The old Blairite concept of a ‘classless’ society or purely ‘middle-class’ nation has clearly collapsed; the distinction between the wealthy and the disenfranchised is becoming ever more apparent due to the economic conditions in the UK today, and worldwide, which have forced desperate governments to enforce agendas of public sector cuts and austerity measures. The increase in university tuition fees and cuts to EMA has already marked the return of education to a commodity status, reserved only for those who are able to afford it. But even more paradoxically, employment seems to be only accessible for those who can afford it as well!

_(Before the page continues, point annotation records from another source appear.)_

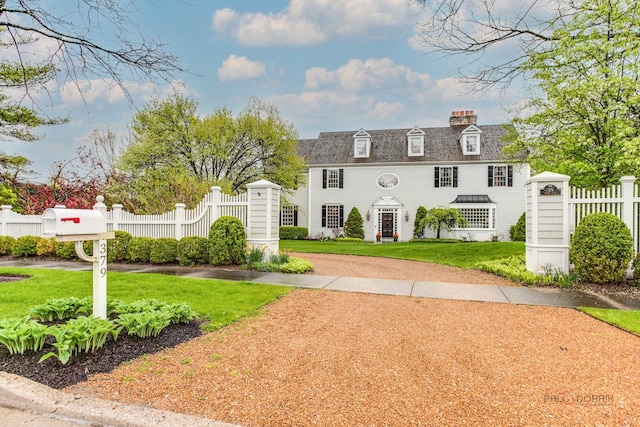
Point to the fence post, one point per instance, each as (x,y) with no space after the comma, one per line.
(548,234)
(116,214)
(263,215)
(179,220)
(4,215)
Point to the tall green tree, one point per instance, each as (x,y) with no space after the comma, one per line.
(586,122)
(171,140)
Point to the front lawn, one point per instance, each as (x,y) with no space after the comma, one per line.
(222,302)
(464,255)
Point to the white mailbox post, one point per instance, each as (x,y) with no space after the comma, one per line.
(79,225)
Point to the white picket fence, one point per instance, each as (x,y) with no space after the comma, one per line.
(621,200)
(178,223)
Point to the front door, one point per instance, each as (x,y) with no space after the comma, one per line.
(387,224)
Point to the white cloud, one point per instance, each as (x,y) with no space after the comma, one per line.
(357,75)
(309,22)
(240,68)
(91,91)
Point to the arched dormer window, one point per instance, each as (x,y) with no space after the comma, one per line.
(470,141)
(415,142)
(361,144)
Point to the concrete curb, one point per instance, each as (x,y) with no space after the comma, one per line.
(23,394)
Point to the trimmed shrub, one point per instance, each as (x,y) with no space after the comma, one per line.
(290,232)
(139,249)
(227,241)
(417,227)
(117,248)
(66,250)
(601,249)
(6,243)
(25,246)
(518,231)
(353,226)
(164,251)
(193,250)
(46,247)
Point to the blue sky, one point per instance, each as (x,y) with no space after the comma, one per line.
(327,64)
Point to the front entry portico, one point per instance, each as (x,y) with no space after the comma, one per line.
(387,212)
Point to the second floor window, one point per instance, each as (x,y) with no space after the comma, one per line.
(446,176)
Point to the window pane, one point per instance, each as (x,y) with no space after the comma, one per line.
(287,215)
(333,178)
(333,216)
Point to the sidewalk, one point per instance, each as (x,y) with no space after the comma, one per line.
(26,403)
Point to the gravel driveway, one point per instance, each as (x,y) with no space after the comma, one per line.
(328,358)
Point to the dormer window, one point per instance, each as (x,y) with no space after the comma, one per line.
(361,144)
(470,141)
(415,142)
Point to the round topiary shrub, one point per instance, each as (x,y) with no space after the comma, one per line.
(518,231)
(139,249)
(601,249)
(227,241)
(117,248)
(164,251)
(25,246)
(6,243)
(353,226)
(193,250)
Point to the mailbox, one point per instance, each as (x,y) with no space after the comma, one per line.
(73,222)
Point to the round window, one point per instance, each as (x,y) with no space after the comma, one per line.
(388,180)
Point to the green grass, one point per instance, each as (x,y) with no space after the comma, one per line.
(628,320)
(222,302)
(463,255)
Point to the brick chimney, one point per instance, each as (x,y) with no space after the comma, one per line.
(463,118)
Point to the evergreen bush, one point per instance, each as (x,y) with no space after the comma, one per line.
(601,249)
(421,212)
(164,251)
(139,249)
(193,250)
(6,243)
(25,246)
(227,241)
(518,231)
(353,226)
(290,232)
(65,250)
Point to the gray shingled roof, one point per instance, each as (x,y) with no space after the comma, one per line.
(390,145)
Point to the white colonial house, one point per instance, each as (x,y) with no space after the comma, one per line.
(388,174)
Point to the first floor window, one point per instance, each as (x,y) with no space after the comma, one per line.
(289,215)
(333,216)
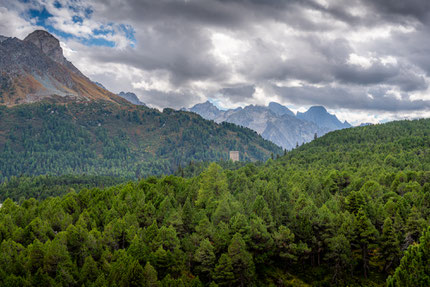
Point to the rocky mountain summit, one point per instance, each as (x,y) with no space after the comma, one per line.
(320,116)
(35,68)
(132,98)
(276,122)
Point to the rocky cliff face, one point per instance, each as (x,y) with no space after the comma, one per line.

Internships and volunteer work seems to be the ‘foot-in-the-door’ for young people to gain access to full-time employment opportunities, and yet internships and volunteering remains only available to those who are already receiving some form of financial support already.
Having cut youth services, EMA, university funding and young people’s health clinics, it isn’t surprising that we’ve already seen mass student protests and outbreaks of rioting in the last year: Statistics of youth unemployment in the UK coincide with the areas worst affected by the riots. Tower Hamlets was the borough with the highest number of benefit claimants in October 2011, with 3,430 claiming jobseeker's allowance (10% of its young people), Newham having 3,300 claimants, Croydon with 2,935, Enfield - 2,860, Waltham Forest - 2,780, and Southwark - 2,700.(BBC, Oct 2011) With the ‘green shoots’ of economic recovery now having disappeared from casual mention in the news, we are faced with the sinister prospect of a steady growth in unemployment over 2012.
The same outpouring of destruction, disregard and inarticulate frustration observed in the August riots will affect more and more young people if we do not fight for an alternative government and alternative economic system.